Seismo-VLAB  1.3
An Open-Source Finite Element Software for Meso-Scale Simulations
Partition

Background

Domain decomposition in Seismo-VLAB is employed to perform a parallel execution. Domain decomposition is carried out at the Pre-Analysis using METIS software. Here, the model domain (i.e., group of objects such as Node, Element, Material, Section, and Load) is divided so that the number of elements are almost uniform across processors.

DomainDecomposition.png

For parallel analysis, the user should be aware that required Entities in the Pre-Analysis must be defined in each processor for the Run-Analysis. For example, if the analysis option SVL.Options[ 'update' ] is employed, then when adding or removing elements for the next stage, Node, Material, Section, Element, and Constraint must be defined.
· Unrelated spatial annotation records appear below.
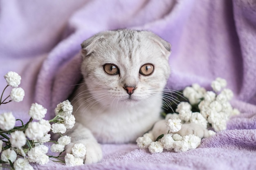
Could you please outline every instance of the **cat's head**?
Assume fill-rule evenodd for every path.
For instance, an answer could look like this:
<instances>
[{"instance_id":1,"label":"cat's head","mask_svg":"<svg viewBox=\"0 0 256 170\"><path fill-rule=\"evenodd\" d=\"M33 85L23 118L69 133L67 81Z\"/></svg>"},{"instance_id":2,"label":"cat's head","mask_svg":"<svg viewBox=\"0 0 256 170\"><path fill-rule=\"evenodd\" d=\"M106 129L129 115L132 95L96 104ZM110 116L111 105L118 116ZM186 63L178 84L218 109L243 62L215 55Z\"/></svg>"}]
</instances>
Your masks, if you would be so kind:
<instances>
[{"instance_id":1,"label":"cat's head","mask_svg":"<svg viewBox=\"0 0 256 170\"><path fill-rule=\"evenodd\" d=\"M160 98L170 74L171 45L149 31L98 33L81 44L81 73L93 97L129 105Z\"/></svg>"}]
</instances>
We attempt to solve this problem in Partition.py in the CheckPartition() function, but some issues may arise if the mesh is updated/modified too much in each stage.

REFERENCE:

  • George Karypis and Vipin Kumar. "Multilevel k-way Partitioning Scheme for Irregular Graphs", J. Parallel Distrib. Comput. 48(1): 96-129, 1998.

Pre-Analysis

The DOMAIN DECOMPOSITION is performed at ./SVL/01-Pre_Process/Core/Partition.py. In this file, there are two functions:

  • SetMetisInputFile():
    Creates the partition directory Partition and creates the input file for METIS - Serial Graph Partitioning by George Karypis.
  • GetMetisOutputFile():
    Runs the METIS - Serial Graph Partitioning by George Karypis and saves the element indices for each partition.
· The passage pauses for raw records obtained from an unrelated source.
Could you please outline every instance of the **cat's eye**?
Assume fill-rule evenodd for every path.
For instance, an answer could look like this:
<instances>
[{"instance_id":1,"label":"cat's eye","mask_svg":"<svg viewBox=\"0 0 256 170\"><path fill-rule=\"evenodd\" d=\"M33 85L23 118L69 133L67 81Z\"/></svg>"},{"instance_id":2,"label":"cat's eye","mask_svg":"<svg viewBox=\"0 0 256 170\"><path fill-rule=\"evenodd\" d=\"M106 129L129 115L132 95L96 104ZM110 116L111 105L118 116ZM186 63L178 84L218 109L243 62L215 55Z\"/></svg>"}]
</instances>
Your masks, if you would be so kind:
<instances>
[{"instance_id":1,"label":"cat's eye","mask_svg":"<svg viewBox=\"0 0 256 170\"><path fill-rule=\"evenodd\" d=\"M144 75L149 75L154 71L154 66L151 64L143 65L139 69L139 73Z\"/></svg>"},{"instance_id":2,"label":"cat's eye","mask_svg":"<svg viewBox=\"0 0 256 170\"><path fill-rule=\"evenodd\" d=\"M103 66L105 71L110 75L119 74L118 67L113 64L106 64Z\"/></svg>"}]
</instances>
Once the information of the mesh has been partitioned using METIS, the Entities dictionary is divided using the ./SVL/01-Pre_Process/Core/SeismoVLAB.py file. In this python script two function are essential:

  • createPartitions():
    This function is employed to get all identifiers in Entities that belong to the partition
  • Entities2Processor():
    This function returns a new dictionary that will be written in json format with in this process.
Attention
Please refer to SVL/01-Pre_Process/Core/Partition.py for more details in declarations and implementation aspects

The NUMBERING SCHEME (specified in Options['numbering']) is employed to map the degree of freedom number to the linear system equation to be solved. The number scheme available are Plain and CutHill-McKee. This also computes the amount of memory that PETSc matrices need to be allocated. Some of the functions defined are:

  • SetDegreeOfFreedom(plot):
    This is the main function and assigns the degree of freedom numbering for each Node according to the User's numbering pattern. Currently, Plain and CutHillMcKee schemes are implemented. Also, if plot=True, then the sparsity pattern of the matrix will be display.
  • FindDefectiveNodes():
    This function loops over the Element and identify Node that does not belong to them. Then, it fix such Nodes that are defective. Constraints of type Diaphragm or General are not considered defective.
  • CutHillMcKeeScheme():
    This function performs the CutHill-McKee ordering scheme to the free degree of freedom. First compute the Sparse Matrix Pattern, and then computes the permutation vector. Such vector is finally employed to re-label the free-degree-of-freedom. The CutHill-McKee ordering Scheme for the model shown in the Background section is shown below:
    CutHillMcKeeOrderMatrix.png
  • MinimumDegreeScheme():
    This function is not implemented yet.
  • PlainScheme():
    This function assign a Plain Scheme to the degree of freedom of each Node, i.e., the node numbering is assigned consecutively from the lowest to the highest Node identifier. The Plain ordering scheme for the model shown in the Background section is shown below:
    PlainOrderMatrix.png
  • FormSparseMatrix():
    This function compute/emulates the Sparse Matrix Pattern to be employed in the user's defined ordering scheme.
  • PetscAllocation():
    This function This function computes (bruta fuerza) the number of non-zero for each diagonal and off-diagonal blocks required for allocation in PETSc.
Attention
Please refer to 01-Pre_Process/Core/Numberer.py for more details in declarations and implementation aspects

Run-Analysis

The File.#.$.json files located at the Partition folder are the result of the partitioned input files generated in Pre-Analysis. Note that the .$. represents the processor number and each one of these files contains a subdomain of the finite element model. Therefore, each .$. file is loaded depending on the processor number and no further care is taken in the Run-Analysis.